The City of Kingston’s five bustling Outside School Hours Care (OSHC) services have enthusiastically adopted the Vic Kids Eat Well program – and the results have been overwhelmingly positive.
The state-wide movement focuses on transforming the food and drink environments where kids spend a lot of time.
The City of Kingston in the south-east of Melbourne, runs their OSHC services at St Joseph’s Primary School, Chelsea Primary School, Southmoor Primary School OSHC, St Patrick's Primary School and Le Page Primary School.
When Council was approached by Central Bayside Community Health Services about the new Vic Kids Eat Well initiative, they welcomed the nutrition support.
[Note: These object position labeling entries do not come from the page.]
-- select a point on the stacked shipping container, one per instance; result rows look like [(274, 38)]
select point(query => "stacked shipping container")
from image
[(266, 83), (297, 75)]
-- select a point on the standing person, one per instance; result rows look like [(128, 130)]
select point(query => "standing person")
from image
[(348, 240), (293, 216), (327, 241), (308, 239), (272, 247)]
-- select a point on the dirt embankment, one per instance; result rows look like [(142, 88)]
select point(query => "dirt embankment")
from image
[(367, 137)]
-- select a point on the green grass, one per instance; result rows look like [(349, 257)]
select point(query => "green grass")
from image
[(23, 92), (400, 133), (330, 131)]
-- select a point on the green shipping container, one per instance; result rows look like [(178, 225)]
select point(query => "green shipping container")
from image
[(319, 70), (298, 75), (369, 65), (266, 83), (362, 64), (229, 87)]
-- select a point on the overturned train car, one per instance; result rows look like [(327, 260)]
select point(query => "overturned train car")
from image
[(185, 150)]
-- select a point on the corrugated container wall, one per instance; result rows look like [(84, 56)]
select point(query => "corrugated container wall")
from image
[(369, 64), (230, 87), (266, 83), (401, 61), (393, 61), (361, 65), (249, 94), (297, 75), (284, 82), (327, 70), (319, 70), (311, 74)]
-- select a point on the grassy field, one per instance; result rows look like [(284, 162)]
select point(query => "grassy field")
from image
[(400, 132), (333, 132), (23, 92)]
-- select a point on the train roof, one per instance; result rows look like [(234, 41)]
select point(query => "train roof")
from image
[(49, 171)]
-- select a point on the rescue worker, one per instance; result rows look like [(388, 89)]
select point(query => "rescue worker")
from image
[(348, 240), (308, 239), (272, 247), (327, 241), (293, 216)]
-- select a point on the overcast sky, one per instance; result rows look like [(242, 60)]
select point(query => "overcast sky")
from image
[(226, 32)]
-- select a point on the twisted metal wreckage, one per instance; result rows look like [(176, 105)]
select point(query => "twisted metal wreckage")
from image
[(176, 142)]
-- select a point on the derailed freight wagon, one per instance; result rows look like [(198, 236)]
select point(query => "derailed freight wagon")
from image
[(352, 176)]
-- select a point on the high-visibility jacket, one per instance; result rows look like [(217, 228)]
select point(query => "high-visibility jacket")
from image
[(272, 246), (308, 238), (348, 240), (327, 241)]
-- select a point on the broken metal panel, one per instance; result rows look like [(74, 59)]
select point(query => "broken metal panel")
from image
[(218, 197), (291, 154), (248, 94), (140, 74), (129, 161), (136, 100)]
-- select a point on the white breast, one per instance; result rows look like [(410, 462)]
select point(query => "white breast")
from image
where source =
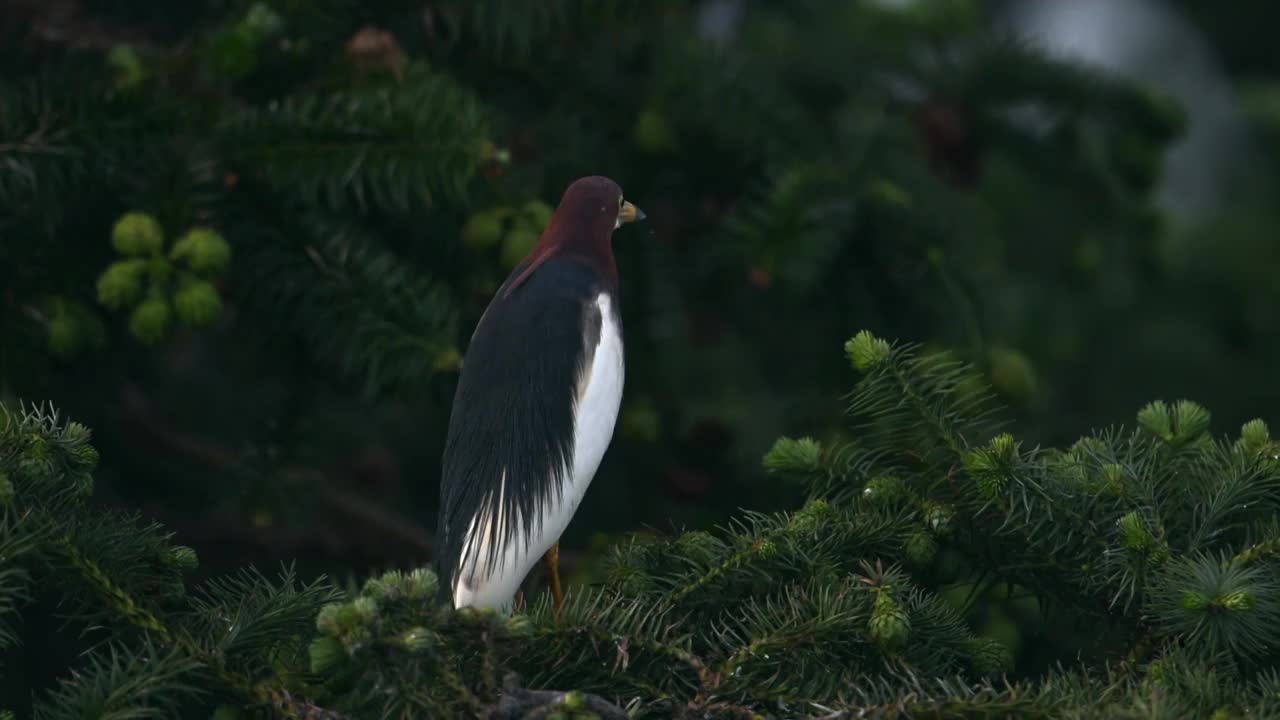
[(599, 395)]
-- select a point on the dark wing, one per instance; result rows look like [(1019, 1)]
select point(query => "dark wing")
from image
[(513, 409)]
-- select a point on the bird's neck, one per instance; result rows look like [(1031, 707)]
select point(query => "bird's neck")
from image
[(585, 247)]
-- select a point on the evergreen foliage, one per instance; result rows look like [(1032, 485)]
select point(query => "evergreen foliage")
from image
[(1157, 545), (246, 241)]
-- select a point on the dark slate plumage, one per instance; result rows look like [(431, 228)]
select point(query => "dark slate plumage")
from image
[(516, 422)]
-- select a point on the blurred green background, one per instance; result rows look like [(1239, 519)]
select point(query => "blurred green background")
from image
[(1077, 196)]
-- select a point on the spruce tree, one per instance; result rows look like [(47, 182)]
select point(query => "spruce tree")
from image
[(1155, 545), (246, 244)]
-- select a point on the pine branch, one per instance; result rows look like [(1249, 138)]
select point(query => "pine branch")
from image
[(393, 147), (361, 311)]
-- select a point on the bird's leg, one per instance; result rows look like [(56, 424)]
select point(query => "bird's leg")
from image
[(552, 560)]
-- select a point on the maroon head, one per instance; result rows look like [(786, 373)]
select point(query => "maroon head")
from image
[(589, 212), (592, 206)]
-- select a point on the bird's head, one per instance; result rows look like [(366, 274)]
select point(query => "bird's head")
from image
[(595, 206), (583, 226)]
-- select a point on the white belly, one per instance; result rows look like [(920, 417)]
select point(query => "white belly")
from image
[(595, 413)]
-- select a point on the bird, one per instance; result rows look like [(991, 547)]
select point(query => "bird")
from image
[(535, 405)]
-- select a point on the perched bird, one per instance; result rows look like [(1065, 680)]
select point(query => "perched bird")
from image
[(535, 404)]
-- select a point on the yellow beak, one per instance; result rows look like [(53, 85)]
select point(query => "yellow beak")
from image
[(629, 213)]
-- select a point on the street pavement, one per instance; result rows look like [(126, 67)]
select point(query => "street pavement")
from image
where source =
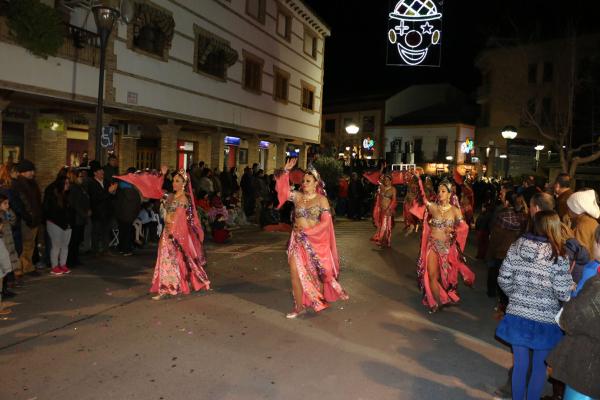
[(96, 334)]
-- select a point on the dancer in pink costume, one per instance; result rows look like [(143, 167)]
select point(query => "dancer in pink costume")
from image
[(181, 259), (312, 250), (384, 211), (441, 259)]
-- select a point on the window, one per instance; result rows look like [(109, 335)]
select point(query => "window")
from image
[(441, 151), (532, 73), (529, 112), (256, 9), (418, 150), (369, 124), (308, 97), (252, 73), (213, 54), (310, 44), (485, 114), (546, 111), (330, 125), (284, 25), (281, 83), (548, 71)]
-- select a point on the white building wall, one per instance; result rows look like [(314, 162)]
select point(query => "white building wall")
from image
[(201, 97), (29, 73), (429, 135), (173, 88)]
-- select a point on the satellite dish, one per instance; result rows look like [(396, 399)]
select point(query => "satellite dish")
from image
[(127, 11)]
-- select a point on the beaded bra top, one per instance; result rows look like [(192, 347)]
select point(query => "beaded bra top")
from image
[(440, 223), (173, 205), (312, 213)]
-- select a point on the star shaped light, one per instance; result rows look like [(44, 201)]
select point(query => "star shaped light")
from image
[(402, 28), (426, 28)]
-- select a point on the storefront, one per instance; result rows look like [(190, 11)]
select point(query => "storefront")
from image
[(185, 154)]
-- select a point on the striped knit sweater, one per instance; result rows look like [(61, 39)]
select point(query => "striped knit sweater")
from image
[(534, 283)]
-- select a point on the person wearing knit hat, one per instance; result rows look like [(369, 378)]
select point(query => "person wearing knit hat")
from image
[(584, 211), (30, 213)]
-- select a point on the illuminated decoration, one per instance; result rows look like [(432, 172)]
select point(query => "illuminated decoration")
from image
[(467, 147), (232, 140), (415, 32), (352, 129), (368, 144)]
Educational Leader at City of Kingston OSHC, Kylie Slater, said the whole team was attracted to Vic Kids Eat Well because it aligned with their duty of care, values and responsibilities to support children to be healthy now and into their future.
“All five Kingston OSHC services joined Vic Kids Eat Well. The initiative is great because it enables our services to make a difference to children’s’ health and wellbeing during their important school years,” Kylie said.
St Joseph’s Primary School OSHC
At St Joseph’s Primary School OSHC in Chelsea, the team said the changes they made as part of Vic Kids Eat Well helped improve meals for the up to 60 children who attend daily. The Program Leader at St Joseph’s said the site now runs cooking experiences every fortnight based around its many cultures and with a focus on healthy eating.
There are children from more than 20 cultural backgrounds attending the OSHC and the team has amassed a big collection of multicultural cookbooks the children use for inspiration, which supports inclusivity.
Since adopting Vic Kids Eat Well, the team has reported that the children have been more involved with the planning, preparing and serving of meals and are proud of the healthy meals they’ve created. They love to discuss cultural backgrounds and foods.
The Vic Kids Eat Well initiative offers ‘bites’ – which are bite-sized changes organisations can select to adopt. As part of the ‘put the 'fun' into fundraising’ bite, this OSHC site now presents healthier options. Children could previously select discretionary items like hotdogs and donuts for celebrations.
“With Vic Kids Eat Well, our children still have autonomy over items chosen but we confidently present healthier options like plain popcorn for movie events,” the Program Leader said.
St Joseph’s OSHC has also reduced flavoured milks as part of the Vic Kids Eat Well ‘refresh the fridge’ bite. Plain milk, milk alternatives and water are now the main drink options, with delicious fruit smoothies now made regularly.
The children are choosing – and loving – healthier snacks such as apples, bananas, mandarins, unsalted popcorn and yoghurt with frozen berries.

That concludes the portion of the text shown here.